Вернулся с трассы механик Сидоров, помог мне закончить мост. Он переходил от одного дела к другому без перекура – свидетельство наивысшей работоспособности. Другие подгадывали окончание дела к концу смены, в крайнем случае к обеденному перерыву, а потом уже брались за новое. «Но уж это завтра» или: «Это после обеда»... Если задание было очень срочным, сначала перекуривали – «перекурим это дело» – и тогда только приступали. Сидоров никогда ничего не откладывал ни на завтра, ни на после обеда, ни на после перекура. Начинал новую работу так, будто продолжал старую.
Собственно говоря, историю с неизвестным солдатом затеял именно Сидоров. Он остановил Андрея, не дал срезать холмик, потребовал у Воронова разыскать хозяина могилы, но удовлетворился тем, что могилу перенесли. Для него этот солдат существовал как безымянный. Могила была символом, памятью, данью признательности, долгом, который живые отдают безвременно погибшим. И он считал это достаточным. Он не упрекал меня за то, что я ездил к Краюшкиным, не отговаривал, когда я намекнул, что придется слетать в Бокари, – он не отговаривал меня, но и не уговаривал. Могила перенесена, сохранена – остальному он не придавал значения. Он не придавал особенного значения и тому, что я вообще уйду с участка: уйду я – придет другой. Он мне помогал, показывал, учил – будет учить другого.
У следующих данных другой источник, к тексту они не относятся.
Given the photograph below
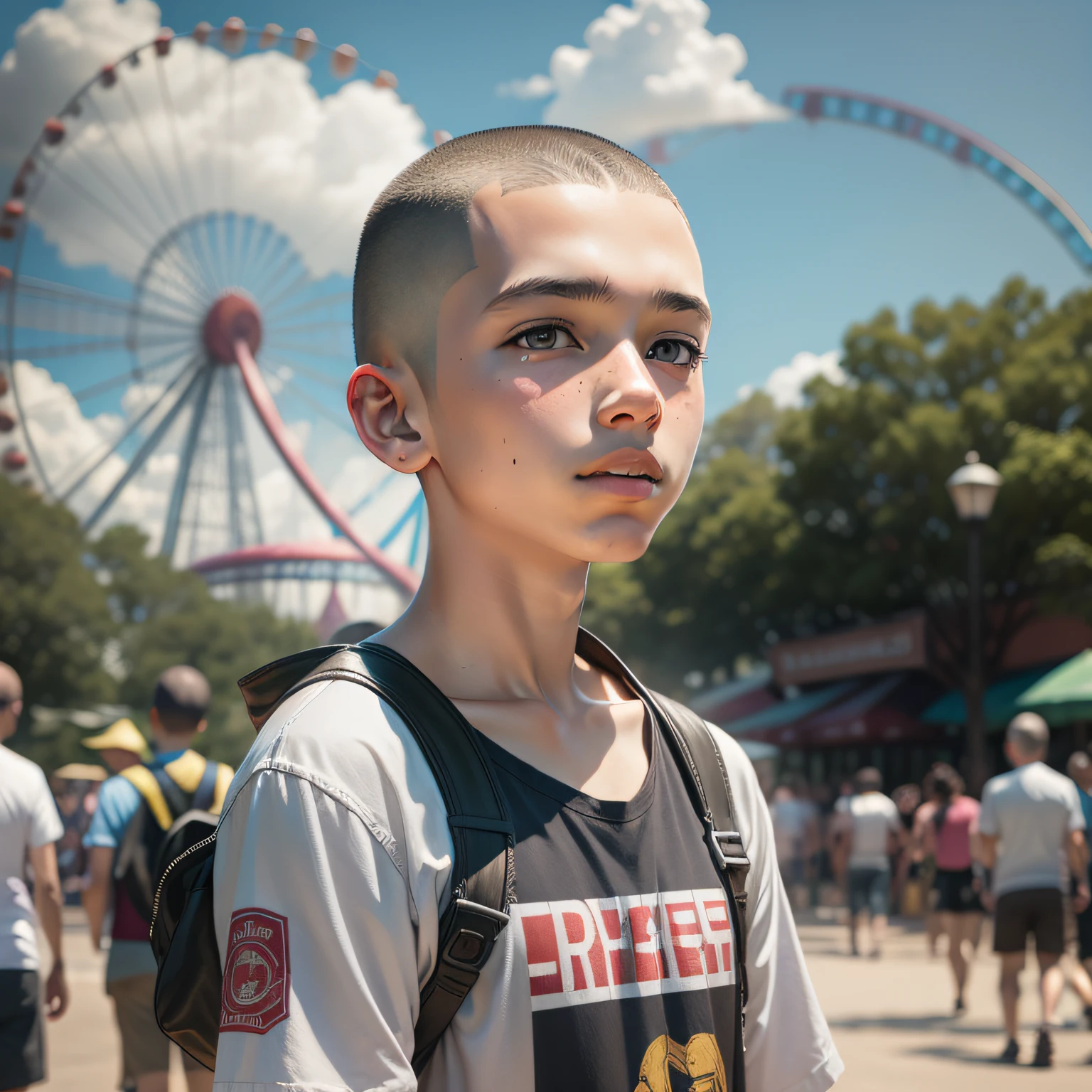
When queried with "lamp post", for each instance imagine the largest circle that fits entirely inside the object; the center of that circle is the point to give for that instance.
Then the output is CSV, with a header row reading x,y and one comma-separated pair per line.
x,y
973,489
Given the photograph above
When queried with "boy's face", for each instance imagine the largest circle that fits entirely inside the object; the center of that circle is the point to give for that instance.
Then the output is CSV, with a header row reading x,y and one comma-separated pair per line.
x,y
568,400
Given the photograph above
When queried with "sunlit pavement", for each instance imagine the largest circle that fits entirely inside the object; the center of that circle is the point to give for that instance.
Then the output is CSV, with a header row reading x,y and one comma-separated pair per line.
x,y
892,1024
890,1019
83,1047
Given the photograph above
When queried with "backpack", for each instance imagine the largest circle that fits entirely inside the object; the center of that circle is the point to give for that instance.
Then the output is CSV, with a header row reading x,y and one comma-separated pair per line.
x,y
151,837
483,878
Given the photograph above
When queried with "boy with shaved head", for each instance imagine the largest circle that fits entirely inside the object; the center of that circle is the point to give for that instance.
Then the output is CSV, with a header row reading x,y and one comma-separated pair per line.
x,y
1032,837
162,790
531,324
30,828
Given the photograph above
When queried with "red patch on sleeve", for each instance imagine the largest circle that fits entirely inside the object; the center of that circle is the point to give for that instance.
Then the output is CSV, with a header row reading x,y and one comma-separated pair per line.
x,y
256,972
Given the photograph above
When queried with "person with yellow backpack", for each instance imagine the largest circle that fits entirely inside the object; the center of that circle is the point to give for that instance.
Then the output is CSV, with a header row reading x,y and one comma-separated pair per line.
x,y
136,813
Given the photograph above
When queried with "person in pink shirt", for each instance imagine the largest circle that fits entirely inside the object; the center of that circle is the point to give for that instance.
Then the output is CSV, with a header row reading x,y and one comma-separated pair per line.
x,y
948,837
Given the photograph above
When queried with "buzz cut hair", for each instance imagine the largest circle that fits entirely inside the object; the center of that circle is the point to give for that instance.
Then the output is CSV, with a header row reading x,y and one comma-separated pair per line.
x,y
416,240
181,698
1029,734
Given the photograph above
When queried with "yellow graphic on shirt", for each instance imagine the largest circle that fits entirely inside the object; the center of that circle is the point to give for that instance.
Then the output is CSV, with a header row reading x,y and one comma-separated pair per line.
x,y
700,1059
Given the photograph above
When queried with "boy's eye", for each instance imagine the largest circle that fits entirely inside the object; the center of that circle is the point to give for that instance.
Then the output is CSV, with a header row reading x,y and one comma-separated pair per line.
x,y
673,350
542,338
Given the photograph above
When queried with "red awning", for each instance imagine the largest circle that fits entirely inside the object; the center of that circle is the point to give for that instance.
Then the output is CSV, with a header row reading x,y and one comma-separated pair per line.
x,y
882,710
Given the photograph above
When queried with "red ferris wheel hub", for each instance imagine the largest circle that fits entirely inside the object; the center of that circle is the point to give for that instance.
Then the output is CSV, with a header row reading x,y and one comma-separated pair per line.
x,y
234,317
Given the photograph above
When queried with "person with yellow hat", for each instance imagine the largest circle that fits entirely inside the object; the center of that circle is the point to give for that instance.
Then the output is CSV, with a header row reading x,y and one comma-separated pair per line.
x,y
136,809
120,746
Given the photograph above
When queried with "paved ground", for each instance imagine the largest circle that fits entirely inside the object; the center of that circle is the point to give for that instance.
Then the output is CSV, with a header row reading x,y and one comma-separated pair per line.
x,y
889,1018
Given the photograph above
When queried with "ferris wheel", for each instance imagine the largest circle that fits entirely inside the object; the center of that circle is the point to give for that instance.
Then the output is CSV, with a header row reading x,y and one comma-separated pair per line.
x,y
176,256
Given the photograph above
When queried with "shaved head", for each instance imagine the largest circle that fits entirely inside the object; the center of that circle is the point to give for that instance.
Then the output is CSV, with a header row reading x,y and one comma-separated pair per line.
x,y
11,685
1028,734
11,700
416,242
181,698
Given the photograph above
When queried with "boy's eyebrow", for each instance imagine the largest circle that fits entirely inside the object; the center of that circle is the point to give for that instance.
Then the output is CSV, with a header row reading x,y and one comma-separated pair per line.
x,y
589,289
582,289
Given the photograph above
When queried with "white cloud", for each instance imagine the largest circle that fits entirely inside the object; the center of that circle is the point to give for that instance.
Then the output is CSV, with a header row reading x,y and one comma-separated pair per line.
x,y
650,70
786,385
535,87
252,134
57,50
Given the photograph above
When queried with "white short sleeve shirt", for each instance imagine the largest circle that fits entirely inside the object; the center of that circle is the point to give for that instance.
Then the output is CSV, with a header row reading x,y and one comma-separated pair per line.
x,y
28,819
334,842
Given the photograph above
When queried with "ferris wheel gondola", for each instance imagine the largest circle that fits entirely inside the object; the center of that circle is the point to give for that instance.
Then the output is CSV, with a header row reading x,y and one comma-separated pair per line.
x,y
176,305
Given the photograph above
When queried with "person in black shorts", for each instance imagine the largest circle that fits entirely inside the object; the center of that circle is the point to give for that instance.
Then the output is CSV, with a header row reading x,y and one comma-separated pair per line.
x,y
1079,768
1031,828
947,839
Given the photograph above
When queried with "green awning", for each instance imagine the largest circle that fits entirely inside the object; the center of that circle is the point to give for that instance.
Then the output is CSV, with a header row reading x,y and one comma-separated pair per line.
x,y
1064,695
1000,703
786,712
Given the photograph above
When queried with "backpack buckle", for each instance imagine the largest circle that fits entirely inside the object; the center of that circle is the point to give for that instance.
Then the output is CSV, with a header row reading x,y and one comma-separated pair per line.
x,y
469,939
727,847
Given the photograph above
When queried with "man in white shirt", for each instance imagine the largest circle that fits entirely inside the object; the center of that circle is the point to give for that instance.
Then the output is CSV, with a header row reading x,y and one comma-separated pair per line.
x,y
868,823
530,307
28,828
1032,837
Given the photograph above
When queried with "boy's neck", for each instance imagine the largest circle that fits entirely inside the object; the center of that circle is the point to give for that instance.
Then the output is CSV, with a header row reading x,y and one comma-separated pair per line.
x,y
495,619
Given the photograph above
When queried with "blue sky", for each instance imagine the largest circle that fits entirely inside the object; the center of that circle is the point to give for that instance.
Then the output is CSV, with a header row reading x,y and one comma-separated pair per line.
x,y
803,230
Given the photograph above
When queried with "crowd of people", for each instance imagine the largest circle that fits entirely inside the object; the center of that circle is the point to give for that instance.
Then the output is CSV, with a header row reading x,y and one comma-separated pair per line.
x,y
1020,856
94,837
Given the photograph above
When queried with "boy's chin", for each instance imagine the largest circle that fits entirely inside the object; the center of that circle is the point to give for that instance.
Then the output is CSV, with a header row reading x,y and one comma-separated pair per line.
x,y
617,548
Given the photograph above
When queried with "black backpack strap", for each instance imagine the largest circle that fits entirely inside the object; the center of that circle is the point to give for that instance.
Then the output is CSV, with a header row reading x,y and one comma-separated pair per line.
x,y
177,800
205,792
483,873
699,759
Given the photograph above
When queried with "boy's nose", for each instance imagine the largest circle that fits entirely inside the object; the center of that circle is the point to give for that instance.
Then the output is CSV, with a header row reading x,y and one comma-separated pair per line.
x,y
631,399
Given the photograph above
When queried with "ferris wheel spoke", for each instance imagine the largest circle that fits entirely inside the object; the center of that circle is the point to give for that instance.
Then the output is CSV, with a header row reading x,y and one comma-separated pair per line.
x,y
124,200
195,267
240,474
373,494
177,291
140,185
296,328
82,348
105,385
320,377
200,399
318,407
173,205
126,433
168,105
144,244
154,439
329,301
301,282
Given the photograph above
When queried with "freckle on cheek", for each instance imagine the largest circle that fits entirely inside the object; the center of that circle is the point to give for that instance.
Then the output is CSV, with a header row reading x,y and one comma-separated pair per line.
x,y
528,387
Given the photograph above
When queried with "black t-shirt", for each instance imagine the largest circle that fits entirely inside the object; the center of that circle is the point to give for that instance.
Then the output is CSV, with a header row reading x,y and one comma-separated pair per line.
x,y
628,934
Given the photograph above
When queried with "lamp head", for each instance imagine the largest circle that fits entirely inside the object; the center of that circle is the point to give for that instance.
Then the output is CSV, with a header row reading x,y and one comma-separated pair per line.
x,y
973,488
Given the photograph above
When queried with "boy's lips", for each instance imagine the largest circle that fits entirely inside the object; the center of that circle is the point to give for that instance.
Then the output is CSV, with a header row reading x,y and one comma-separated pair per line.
x,y
627,473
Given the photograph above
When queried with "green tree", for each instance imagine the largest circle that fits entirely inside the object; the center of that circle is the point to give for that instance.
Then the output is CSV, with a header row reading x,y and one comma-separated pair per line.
x,y
847,518
91,623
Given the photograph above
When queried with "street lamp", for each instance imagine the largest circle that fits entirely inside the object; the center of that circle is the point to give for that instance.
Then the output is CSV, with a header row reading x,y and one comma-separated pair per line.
x,y
973,489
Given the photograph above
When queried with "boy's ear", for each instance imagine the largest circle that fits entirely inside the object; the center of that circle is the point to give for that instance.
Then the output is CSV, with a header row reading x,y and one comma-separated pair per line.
x,y
383,401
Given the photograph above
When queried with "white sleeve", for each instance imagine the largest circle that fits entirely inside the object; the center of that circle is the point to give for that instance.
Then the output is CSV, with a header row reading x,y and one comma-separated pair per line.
x,y
46,823
788,1044
1076,820
297,853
Может быть, в этом и была своя мудрость. Что изменилось в жизни Краюшкиных, оттого что нашлась могила их отца и деда? Что изменилось в них самих? Ровным счетом ничего. Прибавилось душевное неудобство за то, что они сами не разыскали могилы. А потом оно прошло – утешили себя тем, что такой розыск им не под силу, и он действительно им не под силу. И если мы напишем здесь: «Краюшкин П.И.», то сын, может быть, приедет один раз и больше ездить не будет. Могила останется сама по себе, будут за ней присматривать пионеры и школьники: для них фамилия «Краюшкин» ничего не говорит. Если бы было написано: «Неизвестный солдат», то это было бы романтичнее. Давало бы пищу воображению и фантазии, утешило бы других матерей – возможно, здесь их сын.